Directed by Godfrey Reggio.
Koyaanisquatsi is an experimental film by Godfrey Reggio, formerly a Christian Brother working with Indians in Arizona, who set himself the task to communicate something of the need to return to nature and mysticism from the speed and materialism of contemporary living, especially in cities.
The film has no commentary, no words - it is accompanied by a score in the form of a symphony Philip Glass. It is effective and involving music. The director also uses a wide range of photography techniques including time-lapse, slow motion, infra-red photography, aerial photography. The final effect is that of a cinema poem or a cinema essay.
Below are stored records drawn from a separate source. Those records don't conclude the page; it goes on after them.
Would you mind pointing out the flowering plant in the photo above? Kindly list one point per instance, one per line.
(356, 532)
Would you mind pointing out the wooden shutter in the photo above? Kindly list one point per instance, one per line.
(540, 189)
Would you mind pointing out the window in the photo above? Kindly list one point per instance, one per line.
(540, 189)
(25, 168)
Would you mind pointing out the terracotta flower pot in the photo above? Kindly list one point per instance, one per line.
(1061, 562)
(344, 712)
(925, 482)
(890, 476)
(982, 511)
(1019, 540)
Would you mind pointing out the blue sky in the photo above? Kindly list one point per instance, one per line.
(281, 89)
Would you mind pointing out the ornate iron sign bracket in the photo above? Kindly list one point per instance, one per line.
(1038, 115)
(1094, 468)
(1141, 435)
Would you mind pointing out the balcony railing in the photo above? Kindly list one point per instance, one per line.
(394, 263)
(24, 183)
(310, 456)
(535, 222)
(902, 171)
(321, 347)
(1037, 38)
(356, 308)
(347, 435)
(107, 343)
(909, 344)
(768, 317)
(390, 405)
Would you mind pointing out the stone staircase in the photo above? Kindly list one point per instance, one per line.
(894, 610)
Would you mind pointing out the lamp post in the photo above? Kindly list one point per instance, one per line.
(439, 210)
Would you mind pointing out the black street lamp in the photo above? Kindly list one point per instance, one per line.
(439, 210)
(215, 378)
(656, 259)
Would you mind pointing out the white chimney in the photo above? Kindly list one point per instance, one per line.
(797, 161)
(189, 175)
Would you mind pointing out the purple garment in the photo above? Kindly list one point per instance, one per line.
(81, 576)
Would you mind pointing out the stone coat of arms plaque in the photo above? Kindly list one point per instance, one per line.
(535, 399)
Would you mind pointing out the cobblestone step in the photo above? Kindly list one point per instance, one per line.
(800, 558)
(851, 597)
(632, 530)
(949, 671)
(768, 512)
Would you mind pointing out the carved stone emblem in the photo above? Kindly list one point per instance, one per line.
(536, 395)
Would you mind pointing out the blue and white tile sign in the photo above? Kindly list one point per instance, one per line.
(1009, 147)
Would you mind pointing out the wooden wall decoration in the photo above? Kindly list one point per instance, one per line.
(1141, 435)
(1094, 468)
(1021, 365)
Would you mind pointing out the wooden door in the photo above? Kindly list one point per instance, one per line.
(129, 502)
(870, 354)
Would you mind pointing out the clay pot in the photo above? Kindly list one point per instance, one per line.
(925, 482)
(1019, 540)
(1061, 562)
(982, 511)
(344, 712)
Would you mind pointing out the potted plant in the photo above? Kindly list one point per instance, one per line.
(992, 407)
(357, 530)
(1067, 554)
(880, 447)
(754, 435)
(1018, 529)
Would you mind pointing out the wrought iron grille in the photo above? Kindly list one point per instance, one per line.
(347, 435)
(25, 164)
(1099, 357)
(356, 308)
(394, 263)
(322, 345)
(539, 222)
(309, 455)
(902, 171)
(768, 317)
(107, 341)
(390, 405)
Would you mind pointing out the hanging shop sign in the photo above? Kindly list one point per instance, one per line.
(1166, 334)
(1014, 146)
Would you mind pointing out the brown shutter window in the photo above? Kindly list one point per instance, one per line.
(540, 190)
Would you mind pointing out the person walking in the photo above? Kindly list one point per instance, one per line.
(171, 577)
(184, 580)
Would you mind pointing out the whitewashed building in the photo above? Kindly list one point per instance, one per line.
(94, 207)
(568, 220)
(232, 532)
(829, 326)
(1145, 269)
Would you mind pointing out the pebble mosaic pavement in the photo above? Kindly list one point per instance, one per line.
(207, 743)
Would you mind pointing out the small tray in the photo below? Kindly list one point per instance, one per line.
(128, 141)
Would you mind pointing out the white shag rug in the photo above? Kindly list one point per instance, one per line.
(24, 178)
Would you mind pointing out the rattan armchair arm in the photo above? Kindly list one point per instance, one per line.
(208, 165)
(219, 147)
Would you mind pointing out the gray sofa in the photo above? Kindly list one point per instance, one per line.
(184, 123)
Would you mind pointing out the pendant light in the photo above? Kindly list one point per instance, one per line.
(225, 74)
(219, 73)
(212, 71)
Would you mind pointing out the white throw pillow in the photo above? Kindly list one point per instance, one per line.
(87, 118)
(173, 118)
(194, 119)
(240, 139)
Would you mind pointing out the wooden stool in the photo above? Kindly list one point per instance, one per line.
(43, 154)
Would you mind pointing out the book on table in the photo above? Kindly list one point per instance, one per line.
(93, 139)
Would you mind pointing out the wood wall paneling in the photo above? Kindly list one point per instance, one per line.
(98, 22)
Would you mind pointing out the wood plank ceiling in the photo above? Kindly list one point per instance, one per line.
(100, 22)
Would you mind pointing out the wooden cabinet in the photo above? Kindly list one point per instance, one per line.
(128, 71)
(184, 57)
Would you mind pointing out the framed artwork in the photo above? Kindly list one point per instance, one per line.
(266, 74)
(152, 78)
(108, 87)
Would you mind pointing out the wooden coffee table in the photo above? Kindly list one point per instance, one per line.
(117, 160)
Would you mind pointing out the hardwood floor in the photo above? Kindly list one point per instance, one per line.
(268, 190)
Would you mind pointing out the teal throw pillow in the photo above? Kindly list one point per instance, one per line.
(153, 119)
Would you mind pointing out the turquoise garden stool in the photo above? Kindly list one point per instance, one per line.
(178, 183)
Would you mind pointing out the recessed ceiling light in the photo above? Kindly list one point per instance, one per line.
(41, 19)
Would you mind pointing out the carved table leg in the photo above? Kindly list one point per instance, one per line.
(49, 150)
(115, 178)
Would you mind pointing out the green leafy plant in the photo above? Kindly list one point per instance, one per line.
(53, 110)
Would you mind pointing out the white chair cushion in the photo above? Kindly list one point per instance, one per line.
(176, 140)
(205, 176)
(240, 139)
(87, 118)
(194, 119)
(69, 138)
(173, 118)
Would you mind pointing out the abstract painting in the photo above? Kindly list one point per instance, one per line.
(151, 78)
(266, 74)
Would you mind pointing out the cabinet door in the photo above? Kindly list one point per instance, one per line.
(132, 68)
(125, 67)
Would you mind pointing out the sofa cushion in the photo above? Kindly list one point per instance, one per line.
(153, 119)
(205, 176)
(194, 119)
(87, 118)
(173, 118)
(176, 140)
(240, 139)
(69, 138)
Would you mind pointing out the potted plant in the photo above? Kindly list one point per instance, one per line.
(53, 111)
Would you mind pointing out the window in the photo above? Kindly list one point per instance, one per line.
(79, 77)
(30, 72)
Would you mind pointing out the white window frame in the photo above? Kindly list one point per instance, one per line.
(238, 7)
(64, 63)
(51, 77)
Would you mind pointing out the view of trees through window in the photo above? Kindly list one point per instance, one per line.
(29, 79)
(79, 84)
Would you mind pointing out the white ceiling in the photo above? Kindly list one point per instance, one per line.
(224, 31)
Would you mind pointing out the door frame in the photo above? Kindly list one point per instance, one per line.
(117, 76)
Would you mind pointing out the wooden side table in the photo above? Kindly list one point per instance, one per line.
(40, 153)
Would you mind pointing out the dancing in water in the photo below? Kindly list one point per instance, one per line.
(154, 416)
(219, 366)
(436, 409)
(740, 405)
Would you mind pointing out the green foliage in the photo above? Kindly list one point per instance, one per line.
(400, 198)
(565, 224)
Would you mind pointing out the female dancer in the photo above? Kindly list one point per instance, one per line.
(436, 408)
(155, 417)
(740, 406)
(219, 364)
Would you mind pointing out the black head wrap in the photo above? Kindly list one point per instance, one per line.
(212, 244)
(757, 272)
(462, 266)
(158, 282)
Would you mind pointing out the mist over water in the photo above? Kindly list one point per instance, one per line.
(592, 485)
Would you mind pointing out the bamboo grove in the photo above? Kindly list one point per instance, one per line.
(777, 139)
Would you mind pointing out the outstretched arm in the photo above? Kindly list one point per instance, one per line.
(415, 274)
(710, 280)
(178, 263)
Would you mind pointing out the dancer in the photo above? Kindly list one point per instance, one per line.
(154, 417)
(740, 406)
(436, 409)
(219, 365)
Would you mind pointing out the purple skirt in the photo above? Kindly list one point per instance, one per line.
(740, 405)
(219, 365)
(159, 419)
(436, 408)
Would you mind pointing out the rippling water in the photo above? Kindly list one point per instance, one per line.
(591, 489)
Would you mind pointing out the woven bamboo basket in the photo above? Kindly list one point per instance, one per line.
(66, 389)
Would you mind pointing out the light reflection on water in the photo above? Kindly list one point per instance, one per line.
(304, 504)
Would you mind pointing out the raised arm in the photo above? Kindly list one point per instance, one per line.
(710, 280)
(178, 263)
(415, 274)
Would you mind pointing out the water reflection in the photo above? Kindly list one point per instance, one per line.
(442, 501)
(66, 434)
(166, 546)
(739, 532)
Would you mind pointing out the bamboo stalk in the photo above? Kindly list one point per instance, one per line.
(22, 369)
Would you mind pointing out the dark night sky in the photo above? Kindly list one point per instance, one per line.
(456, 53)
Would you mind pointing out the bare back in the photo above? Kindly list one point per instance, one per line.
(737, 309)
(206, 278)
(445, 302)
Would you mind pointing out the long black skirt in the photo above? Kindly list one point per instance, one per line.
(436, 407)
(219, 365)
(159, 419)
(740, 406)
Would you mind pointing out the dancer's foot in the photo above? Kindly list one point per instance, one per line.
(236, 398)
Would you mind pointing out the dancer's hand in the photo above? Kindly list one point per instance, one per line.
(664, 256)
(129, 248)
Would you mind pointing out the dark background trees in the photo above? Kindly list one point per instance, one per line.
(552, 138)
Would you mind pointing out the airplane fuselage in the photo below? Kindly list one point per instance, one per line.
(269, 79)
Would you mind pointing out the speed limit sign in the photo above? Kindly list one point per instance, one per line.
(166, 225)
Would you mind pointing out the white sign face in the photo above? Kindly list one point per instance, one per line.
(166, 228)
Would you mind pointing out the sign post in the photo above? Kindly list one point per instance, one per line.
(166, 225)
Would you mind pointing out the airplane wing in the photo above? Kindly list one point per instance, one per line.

The film opens with the mountain and desert scenery and Hopi Indian paintings and moves to the Rockies and then into the inner city.
The word is from the Hopi Indian language and, at the end, several meanings are indicated including: 'life out of balance', 'a state of life that calls for another way of living'.
The film was taken up by Francis Ford Coppola and he promoted it throughout the world. While the film is interesting in its cinematic poetic style, its appeal is very much to those who appreciate sensory images (realistic as well as trance-like) and would not appeal to those who find it hard to concentrate solely on the visual and the sensate.
The cause of the film is worthy - many critics felt that by the early '80s it was somewhat out of date, reflecting the idealistic hopes of the Flower Children of the late '60s and the hopes of the mid-'70s. Some critics even accused it of a kind of elitism in its propounding of its ideals.
The film was well received by many audiences during 1983 - indicating cinema audiences being educated to experimental styles and appreciating the use that can be made of them for communication, insight, propaganda.